First of all, you are confusing currency and money. Most money (broad money supply of Australian dollars) exists as records in a bank. Only a small percentage of this is in circulation as physical pieces of currency (notes, coins) at any one time.
1. Money is created by banks. Banks have been given the power by the government to monetise debt.
Say you walk into a bank and take out a mortgage for 500,000. The bank takes your promise to pay and then types the numbers into their computer. They type in that you owe them 500k and they create the 500k credit out of thin air.
The Federal reserve in each country sets the reserve requirements (typically ~10%) so if they have $100 on deposit, they have to keep 10% so can only lend out $90. But that 90 can be deposited and then 90% of that ($81) can be lent out etc.
But if the banks lend out 90% of your deposit, how come you can take it out again without them calling in the loan? Because only a small number of people try and take their money out of a bank at once. If more than a small number did, the bank would collapse.

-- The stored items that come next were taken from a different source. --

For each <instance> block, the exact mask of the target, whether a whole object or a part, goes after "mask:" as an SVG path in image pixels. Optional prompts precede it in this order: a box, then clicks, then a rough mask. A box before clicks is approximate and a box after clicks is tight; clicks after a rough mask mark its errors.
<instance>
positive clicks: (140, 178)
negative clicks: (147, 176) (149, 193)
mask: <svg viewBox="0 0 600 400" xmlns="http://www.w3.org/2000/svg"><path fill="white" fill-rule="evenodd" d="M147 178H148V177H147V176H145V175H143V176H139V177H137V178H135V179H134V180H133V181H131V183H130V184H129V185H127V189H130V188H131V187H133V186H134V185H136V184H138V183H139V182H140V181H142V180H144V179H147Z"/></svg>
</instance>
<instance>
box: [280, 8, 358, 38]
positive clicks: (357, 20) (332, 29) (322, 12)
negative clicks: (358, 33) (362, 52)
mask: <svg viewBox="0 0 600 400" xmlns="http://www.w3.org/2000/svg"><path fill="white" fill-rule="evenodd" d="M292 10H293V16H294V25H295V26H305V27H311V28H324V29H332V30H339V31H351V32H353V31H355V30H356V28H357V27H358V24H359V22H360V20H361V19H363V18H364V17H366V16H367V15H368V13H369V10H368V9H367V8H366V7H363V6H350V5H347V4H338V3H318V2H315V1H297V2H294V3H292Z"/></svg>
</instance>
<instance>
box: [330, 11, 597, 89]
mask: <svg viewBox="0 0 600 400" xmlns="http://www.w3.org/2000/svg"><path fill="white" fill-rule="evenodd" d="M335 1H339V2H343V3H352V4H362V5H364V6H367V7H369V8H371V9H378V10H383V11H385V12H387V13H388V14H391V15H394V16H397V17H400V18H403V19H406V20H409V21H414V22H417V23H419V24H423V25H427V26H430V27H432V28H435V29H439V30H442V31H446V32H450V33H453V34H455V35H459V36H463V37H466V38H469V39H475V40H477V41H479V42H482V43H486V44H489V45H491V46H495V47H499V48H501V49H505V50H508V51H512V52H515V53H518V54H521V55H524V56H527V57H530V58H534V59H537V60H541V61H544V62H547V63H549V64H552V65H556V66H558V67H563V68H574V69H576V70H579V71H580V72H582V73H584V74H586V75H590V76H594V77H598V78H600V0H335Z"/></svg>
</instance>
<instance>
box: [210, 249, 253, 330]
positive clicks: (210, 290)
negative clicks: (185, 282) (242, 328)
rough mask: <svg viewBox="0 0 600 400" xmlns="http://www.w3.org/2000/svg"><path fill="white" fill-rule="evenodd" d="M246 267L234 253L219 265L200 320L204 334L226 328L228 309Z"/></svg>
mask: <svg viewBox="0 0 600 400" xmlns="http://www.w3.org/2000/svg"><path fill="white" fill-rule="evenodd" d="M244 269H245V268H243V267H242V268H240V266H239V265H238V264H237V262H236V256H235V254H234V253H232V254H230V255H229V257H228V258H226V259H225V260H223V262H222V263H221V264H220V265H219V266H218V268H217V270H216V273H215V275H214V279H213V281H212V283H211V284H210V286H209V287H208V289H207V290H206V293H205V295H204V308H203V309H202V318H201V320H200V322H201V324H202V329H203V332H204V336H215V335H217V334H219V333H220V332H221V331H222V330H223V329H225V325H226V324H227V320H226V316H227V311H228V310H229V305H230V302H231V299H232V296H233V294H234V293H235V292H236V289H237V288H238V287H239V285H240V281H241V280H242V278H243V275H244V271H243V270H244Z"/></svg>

This is called a run on the bank. One of the other purposes of the federal reserve is to inject money into banks that have runs to prevent banking collapses.
In effect money IS debt. The money in your bank account or you use to buy groceries was created when someone took out a loan or a mortgage.
Eventually when the loan is repaid to the bank, the money is destroyed again.
2. If everyone paid off their debts, there would be NO money as money = debt. If you have 1 million dollars in your safe, then that means that someone hasn't paid off all of their debts.
Gold is not a promise to pay anyone, nor are other physical goods. I was not talking about things of value, but MONEY as in legal Australian tender.
3. When you get a loan, you have to pay back interest and principle. But when you take out a loan, you only create the initial principle.
Thus, borrowers have to pay back more money than exists. This means that a certain amount of borrowers must default on their debts and foreclose. The alternative is that other people take out more and more debt to increase the amount in the economy so that you can get your extra bit to pay interest + principle. But this just causes the problem to get bigger, and pushes the foreclosures into the future.
Australia has been increasing it's borrowing at a rate of 16% compounding annually since the 1970s. We're currently at a debt:GDP ratio of 160% and starting to see a record number of foreclosures. Pointing out that 16% growth in debt with 4% wage inflation is not sustainable is hardly necessary.
This probably sounds like I'm making this up. I wish I wasn't. Ask Alex Lee, he works in a bank.